Para além da retórica trapalhona
O país parou, estupefacto, com as declarações de António Costa num comício em Matosinhos contra a GALP, a propósito do encerramento da sua Refinaria naquele concelho, e a campanha eleitoral inflamou-se, como se aquelas centenas de hectares de depósitos de combustíveis se tivessem transformado numa gigantesca bola de fogo.
Independentemente daquela declaração de guerra à petrolífera nacional, com a ameaça de "uma lição" e tudo, ser parte dos excessos inflamados das campanhas eleitorais, que normalmente os agentes políticos esperam que sejam rapidamente esquecidos, o tom utilizado pelo primeiro-ministro não pode deixar de causar impressão. Se fosse apenas o líder do PS, e nada tivesse a ver com aquilo, era uma coisa. Assim, é outra.
E não há textos publicados - ou a publicar - nos jornais que mitiguem a óbvia duplicidade de António Costa: os mesmos acontecimentos provocam, ao primeiro-ministro, uma impávida indiferença - e há até quem diga que aplausos - ; mas, ao líder partidário em campanha eleitoral, uma revolta violenta.
Perguntar-se-á: onde está a estranheza? Não é António Costa - e, em boa verdade, praticamente todos os que o antecederam e, arriscaria, praticamente todos os que lhe venham a suceder, pelo menos nas décadas mais próximas - useiro e vezeiro nestas coisas?
É. E daí que não me pareça que seja isso o que de mais importante tenhamos a reter deste episódio.
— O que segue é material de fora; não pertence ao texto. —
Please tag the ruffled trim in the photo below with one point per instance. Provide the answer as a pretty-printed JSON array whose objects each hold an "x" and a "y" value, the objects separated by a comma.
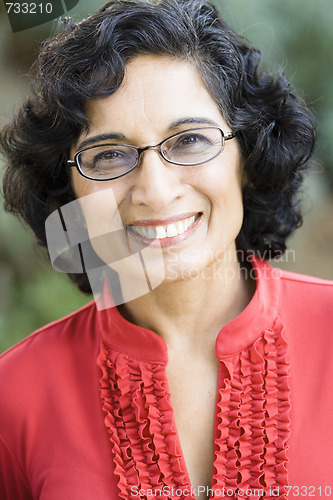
[
  {"x": 139, "y": 419},
  {"x": 253, "y": 423},
  {"x": 252, "y": 429}
]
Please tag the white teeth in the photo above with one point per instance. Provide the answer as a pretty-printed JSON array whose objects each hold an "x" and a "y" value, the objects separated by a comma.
[
  {"x": 151, "y": 233},
  {"x": 171, "y": 230},
  {"x": 167, "y": 231},
  {"x": 160, "y": 232},
  {"x": 180, "y": 228}
]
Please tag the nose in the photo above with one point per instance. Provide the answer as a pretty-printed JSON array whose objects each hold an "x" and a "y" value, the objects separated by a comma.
[{"x": 157, "y": 183}]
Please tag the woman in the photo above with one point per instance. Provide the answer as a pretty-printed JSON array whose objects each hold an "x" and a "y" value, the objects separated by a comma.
[{"x": 154, "y": 120}]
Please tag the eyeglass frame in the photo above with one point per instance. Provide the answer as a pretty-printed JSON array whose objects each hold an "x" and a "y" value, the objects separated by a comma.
[{"x": 157, "y": 147}]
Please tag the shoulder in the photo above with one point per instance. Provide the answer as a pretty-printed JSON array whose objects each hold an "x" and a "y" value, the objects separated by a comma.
[
  {"x": 306, "y": 301},
  {"x": 60, "y": 331},
  {"x": 306, "y": 287},
  {"x": 48, "y": 352}
]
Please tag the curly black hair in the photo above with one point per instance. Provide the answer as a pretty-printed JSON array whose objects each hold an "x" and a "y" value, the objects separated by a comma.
[{"x": 87, "y": 60}]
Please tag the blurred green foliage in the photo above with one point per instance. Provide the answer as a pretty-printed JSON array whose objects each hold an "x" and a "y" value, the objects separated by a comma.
[{"x": 294, "y": 34}]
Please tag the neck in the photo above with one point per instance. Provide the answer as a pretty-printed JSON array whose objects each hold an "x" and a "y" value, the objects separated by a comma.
[{"x": 190, "y": 312}]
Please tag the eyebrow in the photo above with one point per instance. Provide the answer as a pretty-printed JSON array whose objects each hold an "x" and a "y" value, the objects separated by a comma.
[
  {"x": 114, "y": 135},
  {"x": 193, "y": 119},
  {"x": 99, "y": 138}
]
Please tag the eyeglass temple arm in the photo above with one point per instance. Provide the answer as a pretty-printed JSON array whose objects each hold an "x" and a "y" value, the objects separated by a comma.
[{"x": 229, "y": 135}]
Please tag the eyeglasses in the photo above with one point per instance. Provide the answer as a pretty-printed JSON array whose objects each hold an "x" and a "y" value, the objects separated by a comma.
[{"x": 105, "y": 162}]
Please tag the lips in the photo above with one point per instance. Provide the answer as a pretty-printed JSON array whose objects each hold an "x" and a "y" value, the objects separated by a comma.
[
  {"x": 162, "y": 231},
  {"x": 176, "y": 229}
]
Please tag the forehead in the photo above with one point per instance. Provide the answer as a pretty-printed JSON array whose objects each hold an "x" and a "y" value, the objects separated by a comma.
[{"x": 156, "y": 91}]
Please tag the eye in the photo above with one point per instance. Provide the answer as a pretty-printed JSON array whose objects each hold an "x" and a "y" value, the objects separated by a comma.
[
  {"x": 109, "y": 155},
  {"x": 192, "y": 139}
]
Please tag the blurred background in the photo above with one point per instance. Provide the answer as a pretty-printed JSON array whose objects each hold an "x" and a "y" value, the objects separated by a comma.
[{"x": 296, "y": 35}]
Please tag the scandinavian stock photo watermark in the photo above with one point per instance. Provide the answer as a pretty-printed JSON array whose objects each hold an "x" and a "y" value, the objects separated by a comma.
[
  {"x": 87, "y": 236},
  {"x": 226, "y": 492}
]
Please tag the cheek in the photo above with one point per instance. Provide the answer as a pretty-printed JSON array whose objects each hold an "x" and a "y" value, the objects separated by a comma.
[{"x": 100, "y": 216}]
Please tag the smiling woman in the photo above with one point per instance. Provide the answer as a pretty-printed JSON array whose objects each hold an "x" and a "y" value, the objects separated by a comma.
[{"x": 152, "y": 132}]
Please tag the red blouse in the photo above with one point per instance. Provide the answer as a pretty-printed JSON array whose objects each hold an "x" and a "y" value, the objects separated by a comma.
[{"x": 86, "y": 412}]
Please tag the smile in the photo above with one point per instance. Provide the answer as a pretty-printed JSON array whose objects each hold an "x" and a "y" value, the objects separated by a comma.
[{"x": 163, "y": 231}]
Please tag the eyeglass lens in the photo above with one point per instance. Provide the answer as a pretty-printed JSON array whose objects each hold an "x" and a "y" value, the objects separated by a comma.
[{"x": 191, "y": 147}]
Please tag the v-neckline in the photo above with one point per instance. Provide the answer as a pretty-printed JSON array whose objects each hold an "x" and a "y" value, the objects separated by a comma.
[{"x": 251, "y": 408}]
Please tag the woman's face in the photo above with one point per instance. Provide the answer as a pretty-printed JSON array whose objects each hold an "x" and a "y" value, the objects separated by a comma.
[{"x": 158, "y": 98}]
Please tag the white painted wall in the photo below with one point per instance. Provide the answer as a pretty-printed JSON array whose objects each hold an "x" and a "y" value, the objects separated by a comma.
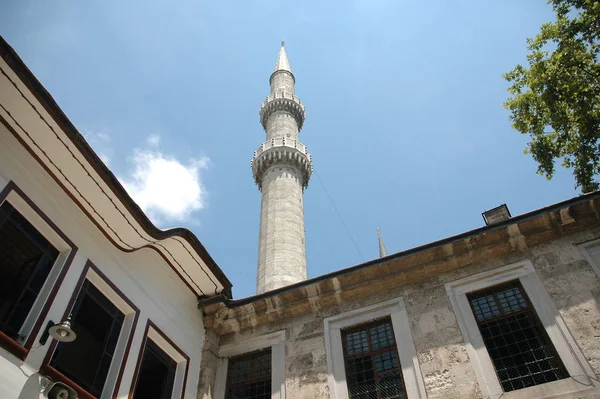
[{"x": 142, "y": 276}]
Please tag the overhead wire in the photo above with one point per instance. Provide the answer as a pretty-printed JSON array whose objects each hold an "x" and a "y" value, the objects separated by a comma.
[{"x": 339, "y": 215}]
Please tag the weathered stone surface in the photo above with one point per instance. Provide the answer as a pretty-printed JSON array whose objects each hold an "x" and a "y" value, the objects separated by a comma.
[{"x": 420, "y": 279}]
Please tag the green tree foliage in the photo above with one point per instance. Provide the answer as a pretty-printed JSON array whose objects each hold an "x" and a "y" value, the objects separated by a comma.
[{"x": 557, "y": 99}]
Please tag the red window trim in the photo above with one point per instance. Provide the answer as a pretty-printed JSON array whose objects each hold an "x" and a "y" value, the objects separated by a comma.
[
  {"x": 22, "y": 350},
  {"x": 149, "y": 324},
  {"x": 52, "y": 372}
]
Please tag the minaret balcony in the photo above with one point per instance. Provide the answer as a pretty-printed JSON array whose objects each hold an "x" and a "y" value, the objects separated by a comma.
[
  {"x": 282, "y": 102},
  {"x": 282, "y": 151}
]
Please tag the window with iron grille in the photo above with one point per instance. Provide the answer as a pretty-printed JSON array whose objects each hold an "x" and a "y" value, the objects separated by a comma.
[
  {"x": 26, "y": 259},
  {"x": 249, "y": 375},
  {"x": 371, "y": 361},
  {"x": 97, "y": 323},
  {"x": 156, "y": 374},
  {"x": 515, "y": 338}
]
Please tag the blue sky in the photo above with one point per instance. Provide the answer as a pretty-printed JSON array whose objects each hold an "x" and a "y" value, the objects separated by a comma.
[{"x": 404, "y": 112}]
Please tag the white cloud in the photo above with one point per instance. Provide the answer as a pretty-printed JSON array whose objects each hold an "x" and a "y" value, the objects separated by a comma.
[
  {"x": 163, "y": 186},
  {"x": 153, "y": 140}
]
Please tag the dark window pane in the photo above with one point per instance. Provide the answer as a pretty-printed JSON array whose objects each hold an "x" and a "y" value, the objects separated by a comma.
[
  {"x": 156, "y": 374},
  {"x": 515, "y": 338},
  {"x": 371, "y": 360},
  {"x": 86, "y": 360},
  {"x": 26, "y": 258},
  {"x": 249, "y": 375}
]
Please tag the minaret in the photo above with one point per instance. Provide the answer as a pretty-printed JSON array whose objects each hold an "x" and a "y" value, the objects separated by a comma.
[
  {"x": 281, "y": 167},
  {"x": 382, "y": 250}
]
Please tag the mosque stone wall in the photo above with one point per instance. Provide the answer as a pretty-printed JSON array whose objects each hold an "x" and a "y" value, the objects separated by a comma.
[{"x": 445, "y": 366}]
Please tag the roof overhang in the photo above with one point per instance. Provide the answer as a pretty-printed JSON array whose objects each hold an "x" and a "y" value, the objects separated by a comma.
[{"x": 32, "y": 116}]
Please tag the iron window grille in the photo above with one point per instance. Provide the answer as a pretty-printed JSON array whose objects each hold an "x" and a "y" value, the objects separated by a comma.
[
  {"x": 249, "y": 375},
  {"x": 156, "y": 374},
  {"x": 26, "y": 259},
  {"x": 371, "y": 361},
  {"x": 515, "y": 338},
  {"x": 97, "y": 323}
]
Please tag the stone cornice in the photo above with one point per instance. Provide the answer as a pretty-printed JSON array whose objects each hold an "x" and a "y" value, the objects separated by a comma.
[
  {"x": 282, "y": 151},
  {"x": 282, "y": 102},
  {"x": 412, "y": 266}
]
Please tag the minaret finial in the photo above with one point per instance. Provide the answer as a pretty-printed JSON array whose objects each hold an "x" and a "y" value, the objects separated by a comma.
[
  {"x": 382, "y": 250},
  {"x": 282, "y": 64}
]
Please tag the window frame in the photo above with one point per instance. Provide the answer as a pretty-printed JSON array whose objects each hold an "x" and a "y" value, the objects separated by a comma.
[
  {"x": 32, "y": 325},
  {"x": 130, "y": 310},
  {"x": 159, "y": 338},
  {"x": 276, "y": 341},
  {"x": 581, "y": 375},
  {"x": 407, "y": 354},
  {"x": 584, "y": 249}
]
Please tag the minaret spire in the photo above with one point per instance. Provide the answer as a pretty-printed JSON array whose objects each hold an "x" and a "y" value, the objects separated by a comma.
[
  {"x": 281, "y": 167},
  {"x": 382, "y": 250},
  {"x": 282, "y": 64}
]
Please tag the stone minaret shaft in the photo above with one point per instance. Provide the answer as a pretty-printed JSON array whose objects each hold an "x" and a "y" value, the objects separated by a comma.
[{"x": 281, "y": 167}]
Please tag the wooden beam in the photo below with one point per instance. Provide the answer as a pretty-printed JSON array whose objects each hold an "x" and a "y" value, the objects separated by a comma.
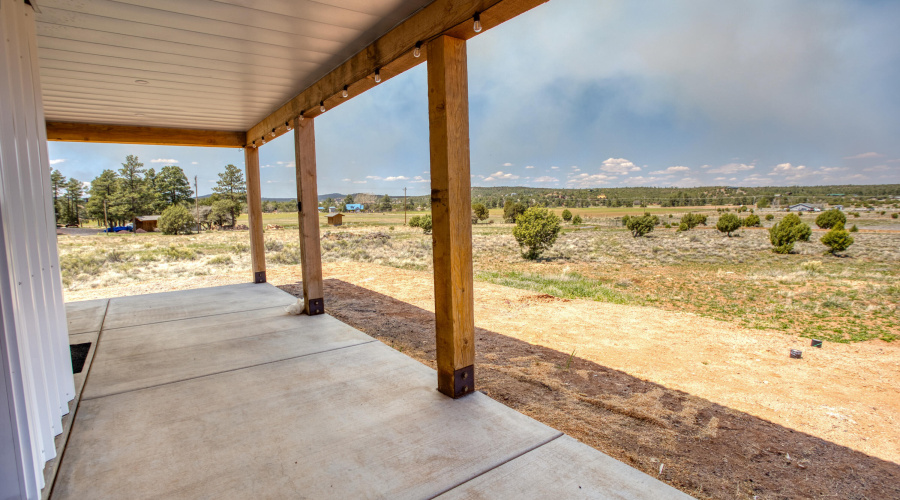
[
  {"x": 308, "y": 215},
  {"x": 392, "y": 55},
  {"x": 254, "y": 215},
  {"x": 127, "y": 134},
  {"x": 451, "y": 207}
]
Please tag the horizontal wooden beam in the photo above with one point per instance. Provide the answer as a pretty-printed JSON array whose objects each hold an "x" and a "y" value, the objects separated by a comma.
[
  {"x": 391, "y": 54},
  {"x": 128, "y": 134}
]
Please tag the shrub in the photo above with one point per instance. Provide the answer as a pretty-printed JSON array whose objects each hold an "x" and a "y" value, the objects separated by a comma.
[
  {"x": 176, "y": 220},
  {"x": 639, "y": 226},
  {"x": 480, "y": 212},
  {"x": 422, "y": 221},
  {"x": 837, "y": 240},
  {"x": 536, "y": 230},
  {"x": 829, "y": 218},
  {"x": 691, "y": 220},
  {"x": 728, "y": 224},
  {"x": 784, "y": 234},
  {"x": 511, "y": 210}
]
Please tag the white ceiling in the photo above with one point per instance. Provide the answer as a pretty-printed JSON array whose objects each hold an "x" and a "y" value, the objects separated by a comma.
[{"x": 209, "y": 64}]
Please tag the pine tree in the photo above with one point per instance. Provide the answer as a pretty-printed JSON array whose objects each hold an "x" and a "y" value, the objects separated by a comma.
[{"x": 232, "y": 188}]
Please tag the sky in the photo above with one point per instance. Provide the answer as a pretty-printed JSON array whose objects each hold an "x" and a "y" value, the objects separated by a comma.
[{"x": 582, "y": 93}]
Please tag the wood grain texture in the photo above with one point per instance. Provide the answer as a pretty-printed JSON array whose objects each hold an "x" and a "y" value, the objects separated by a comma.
[
  {"x": 451, "y": 206},
  {"x": 307, "y": 195},
  {"x": 254, "y": 212},
  {"x": 392, "y": 53},
  {"x": 127, "y": 134}
]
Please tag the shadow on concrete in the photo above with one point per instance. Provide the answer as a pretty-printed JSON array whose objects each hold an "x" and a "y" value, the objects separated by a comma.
[{"x": 700, "y": 447}]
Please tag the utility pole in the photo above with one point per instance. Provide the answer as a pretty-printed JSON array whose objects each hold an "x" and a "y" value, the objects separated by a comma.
[{"x": 197, "y": 203}]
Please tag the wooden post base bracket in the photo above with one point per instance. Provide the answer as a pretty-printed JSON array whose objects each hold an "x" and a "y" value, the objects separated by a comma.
[
  {"x": 463, "y": 382},
  {"x": 316, "y": 306}
]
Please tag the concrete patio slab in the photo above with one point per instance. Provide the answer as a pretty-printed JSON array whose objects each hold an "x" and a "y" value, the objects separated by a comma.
[
  {"x": 171, "y": 306},
  {"x": 86, "y": 315},
  {"x": 564, "y": 468},
  {"x": 360, "y": 422},
  {"x": 149, "y": 355}
]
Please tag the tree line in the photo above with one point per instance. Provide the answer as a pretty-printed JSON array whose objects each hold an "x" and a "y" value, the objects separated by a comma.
[{"x": 116, "y": 197}]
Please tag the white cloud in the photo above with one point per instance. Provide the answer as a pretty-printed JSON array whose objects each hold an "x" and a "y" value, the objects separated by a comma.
[
  {"x": 671, "y": 170},
  {"x": 500, "y": 175},
  {"x": 730, "y": 168},
  {"x": 619, "y": 166},
  {"x": 585, "y": 180},
  {"x": 862, "y": 156}
]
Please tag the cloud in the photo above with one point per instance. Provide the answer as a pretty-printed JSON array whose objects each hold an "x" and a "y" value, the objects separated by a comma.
[
  {"x": 863, "y": 156},
  {"x": 730, "y": 168},
  {"x": 619, "y": 166},
  {"x": 500, "y": 176},
  {"x": 586, "y": 180}
]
Mais importante que estas trapalhadas de campanha eleitoral, em que toda a gente perde o tino, é a ideia que foi passada que o encerramento da Refinaria de Matosinhos é um passo na transição energética.
E essa ideia não foi passada pela GALP, embora a tenha aproveitado para se esconder atrás dela. Foi, e continua a ser, passada pelo primeiro-ministro, António Costa, no exercício da governação do país, quando se sabe que a GALP simplesmente desactivou aquela unidade de produção por de lá não retirar a rentabilidade pretendida. Não tem nada a ver com a missão da descarbonização da economia. É, antes, mais um cemitério onde vai a enterrar a indústria do país.
É mais uma mistificação das muitas da nossa economia, mais um passo atrás dado como se fosse para a frente. Mais do "faz de conta", o buraco nacional que há mais de 30 anos engole os milhões que vêm da Europa. Substituir uma indústria poluente por uma verde, é uma coisa. Outra é assistir à morte da velha indústria, e fazer do funeral uma festa.
E isto é bem mais preocupante que retórica trapalhona em campanha eleitoral.